SPOTLIGHT
Julien Marinetti
Born in 1967, Julien Marinetti grew up in Paris’s Saint-Germain-des-Prés district, along the banks of the River Seine. He inherited the taste for culture and knowledge from his father, a photographer, and from his mother, who ran a school of theatre and dance. As soon as he could walk, he was a regular visitor at the Louvre. Later he learned his craft copying the old masters in the famous museum. Here he discovered Ancient Greece and Rome and developed a passion for 15th-century Italian art.

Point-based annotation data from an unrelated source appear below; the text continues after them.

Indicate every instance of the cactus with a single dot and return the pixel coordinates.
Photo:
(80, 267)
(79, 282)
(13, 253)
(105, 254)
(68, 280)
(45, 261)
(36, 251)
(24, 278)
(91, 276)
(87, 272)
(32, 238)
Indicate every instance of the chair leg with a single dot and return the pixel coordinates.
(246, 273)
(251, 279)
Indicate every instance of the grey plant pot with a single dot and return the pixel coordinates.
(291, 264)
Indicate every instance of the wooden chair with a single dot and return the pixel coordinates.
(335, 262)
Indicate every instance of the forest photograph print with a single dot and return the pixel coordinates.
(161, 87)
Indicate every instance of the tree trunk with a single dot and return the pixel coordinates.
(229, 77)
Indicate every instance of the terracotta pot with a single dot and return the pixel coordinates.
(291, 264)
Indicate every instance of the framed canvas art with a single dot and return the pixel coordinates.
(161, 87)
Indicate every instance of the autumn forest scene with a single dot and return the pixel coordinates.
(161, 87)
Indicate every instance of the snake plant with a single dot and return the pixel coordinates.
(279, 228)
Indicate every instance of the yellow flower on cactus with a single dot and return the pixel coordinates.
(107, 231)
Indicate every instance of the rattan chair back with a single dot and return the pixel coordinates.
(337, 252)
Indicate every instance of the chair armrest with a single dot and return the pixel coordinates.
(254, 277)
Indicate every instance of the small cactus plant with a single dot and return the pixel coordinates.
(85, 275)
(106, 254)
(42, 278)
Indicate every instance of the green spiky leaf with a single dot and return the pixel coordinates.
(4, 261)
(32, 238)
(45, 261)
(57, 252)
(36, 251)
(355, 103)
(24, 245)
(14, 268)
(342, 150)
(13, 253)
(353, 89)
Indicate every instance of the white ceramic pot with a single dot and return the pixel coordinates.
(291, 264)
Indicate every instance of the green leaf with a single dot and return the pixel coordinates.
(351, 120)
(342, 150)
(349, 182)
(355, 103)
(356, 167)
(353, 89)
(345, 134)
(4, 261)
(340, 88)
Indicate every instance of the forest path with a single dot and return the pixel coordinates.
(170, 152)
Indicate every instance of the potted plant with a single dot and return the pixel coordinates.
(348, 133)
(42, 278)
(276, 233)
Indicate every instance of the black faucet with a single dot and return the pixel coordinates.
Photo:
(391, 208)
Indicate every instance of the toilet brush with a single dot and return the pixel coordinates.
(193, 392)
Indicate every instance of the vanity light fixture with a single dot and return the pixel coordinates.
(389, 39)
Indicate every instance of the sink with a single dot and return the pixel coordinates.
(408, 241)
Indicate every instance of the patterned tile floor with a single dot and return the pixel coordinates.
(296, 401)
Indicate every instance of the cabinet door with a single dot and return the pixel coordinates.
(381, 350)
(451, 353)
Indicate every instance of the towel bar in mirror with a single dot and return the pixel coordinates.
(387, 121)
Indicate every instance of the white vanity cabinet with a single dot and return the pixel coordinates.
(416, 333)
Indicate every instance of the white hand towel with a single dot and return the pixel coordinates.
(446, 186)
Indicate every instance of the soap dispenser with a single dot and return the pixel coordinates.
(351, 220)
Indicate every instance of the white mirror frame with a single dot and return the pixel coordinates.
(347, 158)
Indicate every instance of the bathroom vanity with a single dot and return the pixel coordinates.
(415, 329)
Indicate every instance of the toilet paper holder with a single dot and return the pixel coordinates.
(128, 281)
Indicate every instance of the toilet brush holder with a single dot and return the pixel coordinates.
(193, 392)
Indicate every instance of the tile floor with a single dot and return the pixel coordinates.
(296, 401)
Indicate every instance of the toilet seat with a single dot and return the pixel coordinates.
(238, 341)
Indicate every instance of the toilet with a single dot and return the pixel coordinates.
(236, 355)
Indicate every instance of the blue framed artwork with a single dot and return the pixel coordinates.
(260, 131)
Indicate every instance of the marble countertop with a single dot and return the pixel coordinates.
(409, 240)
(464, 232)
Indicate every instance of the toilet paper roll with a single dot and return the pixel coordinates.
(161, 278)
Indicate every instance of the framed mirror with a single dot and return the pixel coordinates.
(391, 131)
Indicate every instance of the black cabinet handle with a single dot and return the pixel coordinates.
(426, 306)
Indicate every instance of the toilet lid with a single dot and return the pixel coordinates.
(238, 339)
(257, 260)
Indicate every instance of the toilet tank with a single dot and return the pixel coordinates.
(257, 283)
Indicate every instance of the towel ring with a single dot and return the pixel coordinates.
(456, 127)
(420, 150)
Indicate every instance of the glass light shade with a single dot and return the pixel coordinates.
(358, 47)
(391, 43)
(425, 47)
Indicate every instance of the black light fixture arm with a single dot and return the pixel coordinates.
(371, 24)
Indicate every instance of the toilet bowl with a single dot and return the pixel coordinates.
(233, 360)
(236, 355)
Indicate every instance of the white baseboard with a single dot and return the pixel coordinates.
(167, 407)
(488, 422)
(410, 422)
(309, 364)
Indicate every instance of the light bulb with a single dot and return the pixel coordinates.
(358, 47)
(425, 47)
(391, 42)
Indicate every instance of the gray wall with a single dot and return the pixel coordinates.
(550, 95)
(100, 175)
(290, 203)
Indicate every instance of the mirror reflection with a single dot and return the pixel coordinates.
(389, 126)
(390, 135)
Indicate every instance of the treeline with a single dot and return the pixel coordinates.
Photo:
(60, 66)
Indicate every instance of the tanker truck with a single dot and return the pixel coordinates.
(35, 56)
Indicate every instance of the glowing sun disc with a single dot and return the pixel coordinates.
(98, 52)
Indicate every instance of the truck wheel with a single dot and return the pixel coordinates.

Paris’s used-book dealers, whose stalls line the river on the Quai de Conti, were his neighbors. They loaned him books on art, philosophy and history, which he devoured. His grandfather, an Italian and an amateur painter, gave him his first box of oil paints. He tried them out for the first time on used kitchen rags, which he had coated with skin glue onto old cardboard. He discovered bronze sculpture in the nearby workshop of Paul Belmondo (father of actor Jean-Paul Belmondo), who was a member of the Académie des Beaux-Arts (French Academy of Fine Arts). He began salvaging, recycling and tinkering with old objects, out of which he created his first sculptures. When not sculpting, he spent his afternoons at the Académie de la Grande Chaumière, a Paris art school specializing in live models, where he studied the nude form and French academic drawing methods.
After a brief spell of just a few days at Paris’ Ecole Nationale des Beaux-Arts (National School of Fine Arts), Marinetti was determined to make his own way as an artist. He continued learning and perfecting his mastery of painting and sculpting techniques, but also of engraving, ceramics and stained glass.